General (non-symmetric) triangle wave

Figure 10.7: Non-symmetric triangle wave, with vertices at $(A, 1)$ and $(N-A, -1)$.

A general, non-symmetric triangle wave appears in Figure 10.7. Here we have arranged the cycle so that, first, the DC component is zero (so that the two corners have equal and opposite heights), and second, so that the midpoint of the shorter segment goes through the point $(0,0)$.

The two line segments have slopes equal to $1/A$ and $-2/(N-2A)$, so the decomposition into component parabolic waves is given by:

$$x[n] = {{N^2} \over {AN - 2{A^2}}} (p[n+A] - p[n-A])$$

(here we're using the periodicity of $p[n]$ to replace $p[n-(N-A)]$ by $p[n+A]$).)
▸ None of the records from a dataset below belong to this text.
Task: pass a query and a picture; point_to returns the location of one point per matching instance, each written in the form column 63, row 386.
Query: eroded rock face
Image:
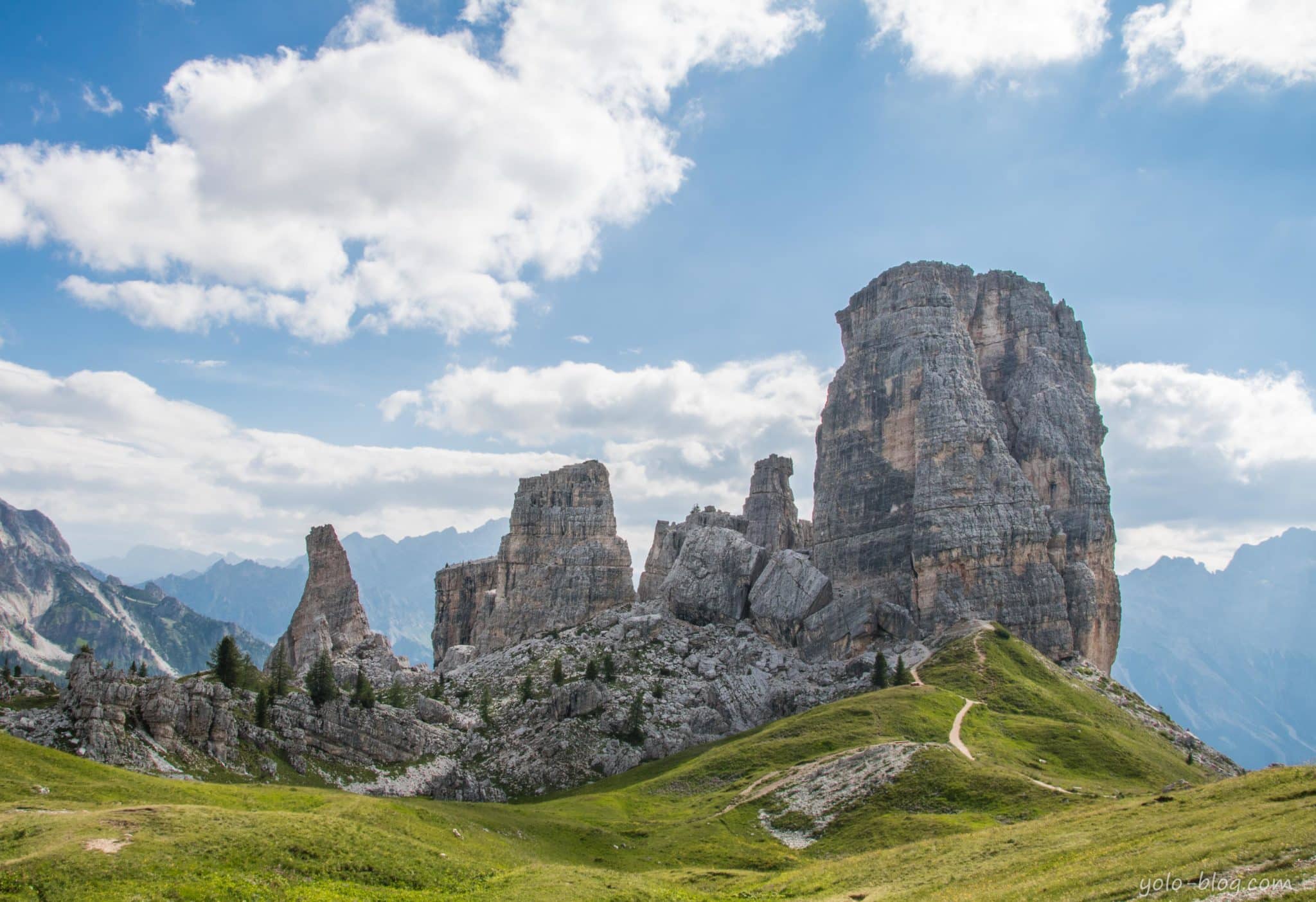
column 560, row 564
column 330, row 617
column 960, row 469
column 669, row 539
column 712, row 577
column 107, row 706
column 786, row 595
column 773, row 522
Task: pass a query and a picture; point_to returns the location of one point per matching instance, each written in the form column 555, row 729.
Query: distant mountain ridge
column 144, row 563
column 1229, row 653
column 50, row 605
column 396, row 581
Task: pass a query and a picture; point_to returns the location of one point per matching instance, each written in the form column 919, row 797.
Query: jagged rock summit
column 560, row 564
column 960, row 467
column 330, row 617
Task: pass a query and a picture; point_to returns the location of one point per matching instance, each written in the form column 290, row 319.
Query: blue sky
column 1155, row 169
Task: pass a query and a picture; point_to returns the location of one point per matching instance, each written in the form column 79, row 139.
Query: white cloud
column 1202, row 462
column 671, row 436
column 114, row 464
column 102, row 100
column 395, row 178
column 963, row 39
column 1215, row 42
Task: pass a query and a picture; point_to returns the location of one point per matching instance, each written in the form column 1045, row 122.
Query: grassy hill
column 695, row 826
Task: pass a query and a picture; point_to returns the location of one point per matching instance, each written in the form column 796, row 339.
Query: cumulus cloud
column 963, row 40
column 1203, row 462
column 114, row 462
column 671, row 436
column 102, row 100
column 1211, row 44
column 395, row 178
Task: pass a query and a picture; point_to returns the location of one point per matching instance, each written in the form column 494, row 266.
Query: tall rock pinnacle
column 560, row 564
column 330, row 617
column 960, row 468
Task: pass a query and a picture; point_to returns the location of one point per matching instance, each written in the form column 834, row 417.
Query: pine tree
column 280, row 673
column 227, row 662
column 880, row 672
column 362, row 693
column 903, row 676
column 320, row 681
column 262, row 708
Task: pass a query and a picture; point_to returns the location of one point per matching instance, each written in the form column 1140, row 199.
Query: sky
column 274, row 265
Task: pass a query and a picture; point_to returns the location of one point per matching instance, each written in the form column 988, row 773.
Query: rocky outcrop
column 330, row 617
column 786, row 597
column 670, row 536
column 560, row 564
column 128, row 721
column 712, row 576
column 772, row 519
column 960, row 471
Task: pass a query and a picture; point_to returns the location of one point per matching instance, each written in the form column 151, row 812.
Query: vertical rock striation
column 330, row 617
column 960, row 471
column 560, row 564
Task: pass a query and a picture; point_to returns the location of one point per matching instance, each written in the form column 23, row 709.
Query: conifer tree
column 362, row 693
column 903, row 676
column 262, row 707
column 227, row 662
column 280, row 673
column 320, row 681
column 880, row 672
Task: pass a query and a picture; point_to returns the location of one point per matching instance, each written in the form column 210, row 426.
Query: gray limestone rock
column 770, row 507
column 560, row 564
column 331, row 618
column 670, row 536
column 960, row 471
column 712, row 577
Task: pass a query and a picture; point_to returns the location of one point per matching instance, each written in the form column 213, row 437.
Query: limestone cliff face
column 560, row 564
column 960, row 471
column 773, row 522
column 670, row 537
column 330, row 617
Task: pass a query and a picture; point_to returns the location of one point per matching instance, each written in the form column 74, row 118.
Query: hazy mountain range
column 396, row 581
column 1229, row 654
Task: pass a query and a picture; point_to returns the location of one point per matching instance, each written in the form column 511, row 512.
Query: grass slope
column 945, row 829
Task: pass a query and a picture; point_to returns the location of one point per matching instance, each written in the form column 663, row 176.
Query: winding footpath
column 954, row 730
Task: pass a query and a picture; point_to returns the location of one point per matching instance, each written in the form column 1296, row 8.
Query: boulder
column 712, row 576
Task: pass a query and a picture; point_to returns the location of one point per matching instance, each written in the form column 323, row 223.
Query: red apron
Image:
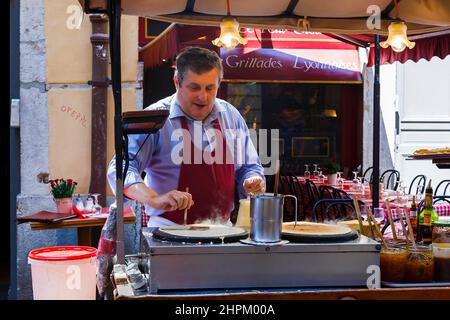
column 211, row 186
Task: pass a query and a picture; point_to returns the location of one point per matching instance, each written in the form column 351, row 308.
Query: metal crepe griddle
column 200, row 234
column 341, row 234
The most general way of dealing with linear combinations of elementary (parabolic and/or sawtooth) waves is to go back to the Fourier components, as we did in finding the series for the elementary waves themselves. But in this particular case we can use a trigonometric identity to avoid the extra work of converting back and forth. Just plug in the trigonometric series:

$$x[n] = {{N^2} \over {2{\pi ^ 2} (AN - 2{A^2})}} \left [ {\cos ( \omega (n-A))} - {\cos ( \omega (n+A))} \right .$$

$$\left [ + {{\cos ( 2 \omega (n-A)) - \cos ( 2 \omega (n+A))} \over 4} + \cdots \right ]$$

Now we use the identity,

$$\cos(a) - \cos(b) = 2 \sin({{b-a}\over 2}) \sin({{a+b}\over 2})$$

so that, for example,

$${\cos ( \omega (n-A))} - {\cos ( \omega (n+A))} = 2 \sin (2 \pi A / N) \sin ( \omega n)$$

(Here again we used the definition of $\omega=2\pi/N$.) This is a simplification since the first sine term does not depend on $n$, and hence is just an amplitude term. Applying the identity to all the terms of the expansion for $x[n]$ gives:

$$x[n] = a[1] \sin(\omega n) + a[2] \sin(2 \omega n) + \cdots$$

where the amplitudes of the components are given by:

$$a[k] = {1 \over {{\pi ^ 2} (A/N - 2{{(A/N)}^2})}} {{\sin (2 \pi k A / N) } \over {k^2}}$$

Notice that the result does not depend separately on the values of $A$ and $N$, but only on their ratio, $A/N$ (this is not surprising because the shape of the waveform depends on this ratio). If we look at small values of $k$:

$$k < {{1} \over {4 A/N}}$$

the argument of the sine function is less than $\pi /2$ and using the approximation $\sin(\theta) \approx \theta$ we find that $a[k]$ drops off as $1/k$, just as the partials of a sawtooth wave. But for larger values of $k$ the sine term oscillates between 1 and -1, so that the amplitudes drop off irregularly as $1/{k^2}$.

Figure 10.8 shows the partial strengths with $A/N$ set to 0.03; here, our prediction is that the $1/k$ dependence should extend to $k \approx 1/(4\cdot 0.03) \approx 8.5$, in rough agreement with the figure.

Another way to see why the partials should behave as $1/k$ for low values of $k$ and $1/{k^2}$ thereafter, is to compare the period of a given partial with the length of the short segment, $2A$. For partials numbering less than $N/4A$, the period is at least twice the length of the short segment, and at that scale the waveform is nearly indistinguishable from a sawtooth wave. For partials numbering in excess of $N/2A$, the two corners of the triangle wave are at least one period apart, and at these higher frequencies the two corners (each with $1/{k^2}$ frequency dependence) are resolved from each other. In the figure, the notch at partial 17 occurs at the wavelength $N/2A \approx 1/17$, at which wavelength the two corners are one cycle apart; since the corners are opposite in sign they cancel each other.